There are somewhere around 8,400 hundred beds in and around campus with another 10,000 coming in 2027. This sound like a “the sky is falling” post. UH has been shedding the commuter school label for about a decade now.
Community College students have NO desire for a Traditional College Life.
They chose to live at home and commute, not be involved in both student clubs and athletic activities and chose to work during college often leaving campus the second class ends, compared to Traditional campuses which have a Univetsity themed district adjacent to campus keeping them there.
Yes…they are there for academics but that is NOT what we are arguing, we are arguing their connection to the University OUTSIDE OF ACADEMICS
The second we accepted a P5 invitation, is the second we officially NEED to become a Traditional Campus.
Dr. Khator tried to make that transition a decade before but politics got in the way.
Our region has many more affordable options for those WHO DO NOT want the Traditional College elements.
We all have to pay for a Power Conference designation, just like every single other school on that echelon
Enough with the “traditional student” BS. There’s nothing wrong with community college kids. You guys don’t know their circumstances.
If you want UH to be like college town campuses, then make real estate around UH more affordable.
There’s nothing wrong with commuters because statistically the majority of public universities could be considered commuter schools. If you want kids to stop commuting from suburbs 45+ minutes away, then make off-campus housing/apartments around campus more affordable so that they can spend more time around the university / within the loop
The difference with UT is that many live in adjacent districts within walking distance and almost ALL of the off campus population is very engaged outside of their academic schedule.
UT routinely fills up a 100k stadium…has more student clubs, greek life etc and has 6th Street full of students
98% of UCLA’s true freshmen live on campus, even without a housing mandate.
That’s a goal to shoot for.
NO WONDER UCLA is so widely regarded as one of America’s top urban public research universities, if not THE top.
As for UT, that’s a little misleading because, while only a relatively small percentage may live in campus housing, a SUPER-MAJORITY of UT undergrads live VERY NEAR campus, and most are full-time.
It’s quite a bit different from UH in that regard. Nowhere close to the same “commuter” atmosphere.
For most of UH’s existence, the land around UH has been some of the cheapest real estate inside the loop.
So cheap that it scared off quality University themed development because the district has no catchment area to support development. All they have is the third ward and a majority commuter school.
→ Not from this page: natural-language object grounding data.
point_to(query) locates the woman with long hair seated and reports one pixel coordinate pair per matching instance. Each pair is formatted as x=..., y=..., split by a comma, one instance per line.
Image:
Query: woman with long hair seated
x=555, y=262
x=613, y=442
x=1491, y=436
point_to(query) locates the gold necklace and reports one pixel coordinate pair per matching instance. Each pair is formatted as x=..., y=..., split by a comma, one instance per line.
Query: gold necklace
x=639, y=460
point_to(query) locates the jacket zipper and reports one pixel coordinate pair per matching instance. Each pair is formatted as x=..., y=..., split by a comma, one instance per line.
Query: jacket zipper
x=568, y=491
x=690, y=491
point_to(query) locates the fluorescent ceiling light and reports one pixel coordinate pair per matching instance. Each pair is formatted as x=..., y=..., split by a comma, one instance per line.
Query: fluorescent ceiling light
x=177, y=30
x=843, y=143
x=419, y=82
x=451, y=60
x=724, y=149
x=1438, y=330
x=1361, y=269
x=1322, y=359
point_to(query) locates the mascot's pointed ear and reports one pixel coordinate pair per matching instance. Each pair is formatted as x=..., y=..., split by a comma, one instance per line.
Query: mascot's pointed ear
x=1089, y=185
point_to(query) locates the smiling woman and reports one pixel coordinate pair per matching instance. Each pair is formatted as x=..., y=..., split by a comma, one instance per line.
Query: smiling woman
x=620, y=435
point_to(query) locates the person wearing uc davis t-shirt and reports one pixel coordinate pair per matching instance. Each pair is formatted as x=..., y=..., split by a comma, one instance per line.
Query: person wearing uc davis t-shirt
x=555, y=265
We need gentrification to justify higher quality developments that parents would feel safe letting their children hang out at
This conversation has nothing to with academics beside the point our crappy 4 year graduation rate + commuter school reputation is preventing us from becoming AAU.
The rest of the conversation is about college culture issues…or lack of
I’ll ask again, if you two (you and 1927/Cullen) think so low of the current UH and its past, why did you bother going to such a crappy commuter school in the hood? Why didn’t you go to UT, ATM, or UCLA?
a) it was the highest ranked law school that accepted me; aTm didn’t have a law school at the time, and I didn’t apply to UCLA; as a TX resident, UH Law Center also had the lowest tuition of any law school with that ranking, which kept my law school loans within reason, AND….
b) because I wanted to be a full-time, traditional, residential student; I lived on campus for three years, and was fully engaged in campus life.